Mobile Content Distribution Firm Oasys Files For Chapter 11 Bankruptcy; Gets Bought By Creditors

This was bound to happen as we got tips left, right and center on the inevitability of this over the last month or so: Raleigh, North Carolina-based mobile distribution company Oasys Mobile has filed for Chapter 11 bankruptcy protection. This comes after it started considering its strategic options earlier this year, then two board members for the company resigned earlier this month, and then the company was in default of $8.84 million in loans and interest to two of its lenders that it was supposed to pay by June 30th.

The OTC-traded Oasys has agreed to sell all of the company’s equity to Associated Partners and Rock Hill Partners, the two investment firms to which it owned the money, reports BizJournals. Essentially, Associated and Rock Hill will take over ownership of Oasys in exchange for canceling the company’s debt with them. The two have agreed to fund Oasys’ operations (though a $2.66 million debtor-in-possession loan) as the company moves through bankruptcy. The company said it could exit Chapter 11 as soon as October, and in the meantime, business will continue as usual. More details in release here.

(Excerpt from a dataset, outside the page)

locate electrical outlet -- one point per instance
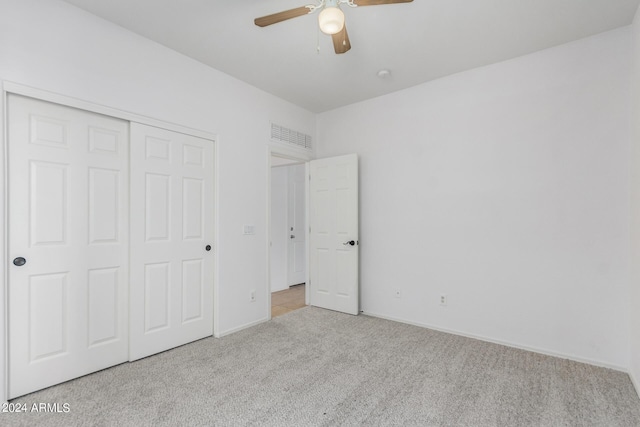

AP: In its Chapter 11 petition, Oasys listed assets of about $2.12 million and debts of about $11.5 million. JDS Capital Management was listed as the company’s largest shareholder, holding 1,821,450 shares, or 19.03 percent. Other holders of more than 5 percent of the company’s equity are: Empire Capital LP, 13.25 percent; Donald D. Hammett, 6.91 percent; and investor J. Winder Hughes’ Focus Fund, 5.32 percent. Among those holding the largest unsecured claims against the company are Mattel Inc., a $468,842 claim for license royalties; Provident Advertising and Marketing Inc., $168,382 for license royalties; and Sony BMG Music Entertainment, $140,000 for license royalties.